On top of the accounting concerns, SPA poses risks to investors through its poor fundamentals and expensive valuation. The company’s return on invested capital (ROIC) declined from 13% in 2012 to 4% in 2018, and it has burned a cumulative -$86 million (60% of market cap) in free cash flow over the past six years.
Despite its ongoing struggles, SPA’s valuation implies significant future cash flow growth. In order to justify its stock price of ~$14/share, SPA must grow after-tax operating profit (NOPAT) by 7% compounded annually for the next 10 years. See the math behind this dynamic DCF scenario.
The combination of declining fundamentals, an expensive valuation, and auditor’s concerns about internal accounting controls make SPA a stock investors should avoid.
The SEC Needs Technology to Protect Investors
One has to wonder if the proposed rule change has less to do with the best interests of investors and more to do with the SEC’s own limited resources. The chronically underfunded agency faces an especially daunting challenge this year as it will be forced to retry over 100 cases after a Supreme Court ruling invalidated cases heard by its in-house judges.
Perhaps, this new proposal signals that the SEC decided that it couldn’t afford to verify disclosures for nearly 1,000 micro-cap companies. After all, fewer disclosure means less work.

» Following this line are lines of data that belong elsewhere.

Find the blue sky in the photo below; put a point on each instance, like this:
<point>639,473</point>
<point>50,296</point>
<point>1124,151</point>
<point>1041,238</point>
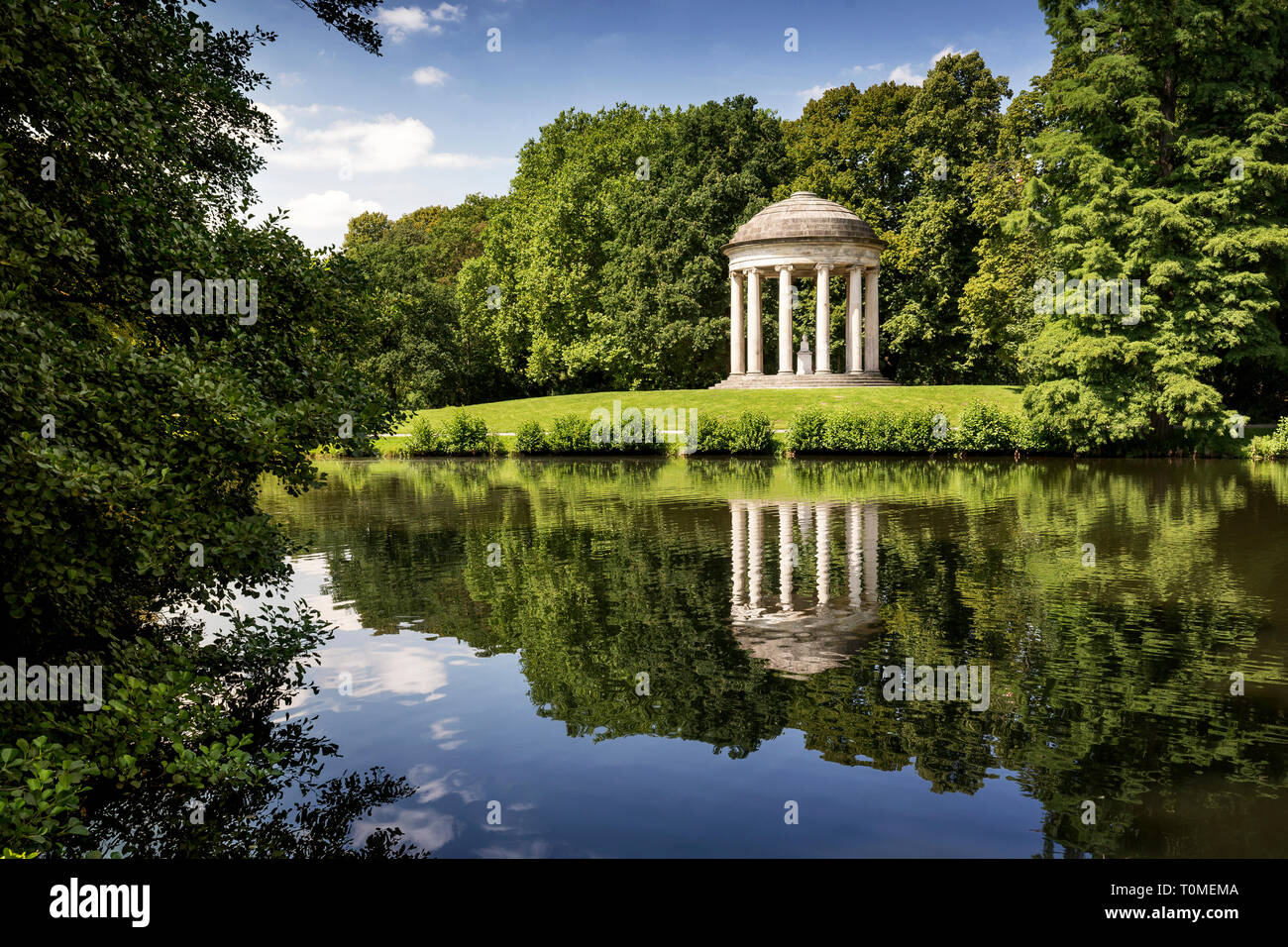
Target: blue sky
<point>438,116</point>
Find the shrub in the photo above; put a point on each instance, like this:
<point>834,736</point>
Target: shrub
<point>880,432</point>
<point>711,436</point>
<point>750,432</point>
<point>570,434</point>
<point>424,437</point>
<point>1271,445</point>
<point>806,431</point>
<point>988,429</point>
<point>531,438</point>
<point>464,433</point>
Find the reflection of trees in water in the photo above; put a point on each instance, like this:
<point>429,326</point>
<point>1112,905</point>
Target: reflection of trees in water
<point>271,801</point>
<point>1108,684</point>
<point>257,821</point>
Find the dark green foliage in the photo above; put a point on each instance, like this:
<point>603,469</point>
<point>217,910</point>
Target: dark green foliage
<point>133,442</point>
<point>807,431</point>
<point>711,434</point>
<point>983,429</point>
<point>464,433</point>
<point>1166,161</point>
<point>570,434</point>
<point>1271,445</point>
<point>750,432</point>
<point>423,437</point>
<point>986,428</point>
<point>410,335</point>
<point>877,151</point>
<point>531,438</point>
<point>609,279</point>
<point>880,432</point>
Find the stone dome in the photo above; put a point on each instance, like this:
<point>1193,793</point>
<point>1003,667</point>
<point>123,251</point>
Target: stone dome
<point>804,215</point>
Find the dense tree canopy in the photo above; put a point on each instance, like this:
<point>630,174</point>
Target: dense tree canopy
<point>605,254</point>
<point>1151,151</point>
<point>1166,161</point>
<point>136,431</point>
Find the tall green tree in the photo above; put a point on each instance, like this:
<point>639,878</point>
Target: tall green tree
<point>412,341</point>
<point>134,434</point>
<point>1166,162</point>
<point>914,163</point>
<point>603,265</point>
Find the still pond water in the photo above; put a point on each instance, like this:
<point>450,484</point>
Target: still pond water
<point>651,657</point>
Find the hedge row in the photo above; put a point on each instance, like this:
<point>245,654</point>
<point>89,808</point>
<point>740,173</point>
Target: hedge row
<point>983,428</point>
<point>1271,445</point>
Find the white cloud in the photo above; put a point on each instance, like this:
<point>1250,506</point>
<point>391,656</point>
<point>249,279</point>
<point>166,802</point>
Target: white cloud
<point>399,21</point>
<point>449,13</point>
<point>384,145</point>
<point>325,214</point>
<point>905,73</point>
<point>815,93</point>
<point>429,75</point>
<point>948,51</point>
<point>357,145</point>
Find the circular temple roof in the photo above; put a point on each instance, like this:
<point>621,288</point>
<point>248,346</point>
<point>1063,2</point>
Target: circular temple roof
<point>804,215</point>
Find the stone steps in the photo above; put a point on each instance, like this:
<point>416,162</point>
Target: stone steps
<point>780,381</point>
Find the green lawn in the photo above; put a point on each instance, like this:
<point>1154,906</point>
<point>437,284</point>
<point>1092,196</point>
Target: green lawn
<point>507,415</point>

Regardless of the reasoning behind the decision, the SEC could benefit from adopting new technologies to aid in its enforcement of proper disclosures. Our research finds all kinds of material disclosure transgressions, many of which were brought to the attention to the SEC many years ago.
Rather than scale back protections for investors, we believe the SEC could benefit from leveraging more technology. There are many tasks that machines can perform better and in place of humans so that the agency’s human resources can focus on higher level problems.
For example, machine learning and natural language processing tools can flag unusual assumptions or other red flags hidden in the footnotes that might be signs of potential fraud. These tools could help the agency better target its human resources to crack down on misleading accounting and fulfill its stated purpose of protecting individual investors.
This article originally published on October 8, 2018.
Disclosure: David Trainer and Sam McBride receive no compensation to write about any specific stock, sector, style, or theme.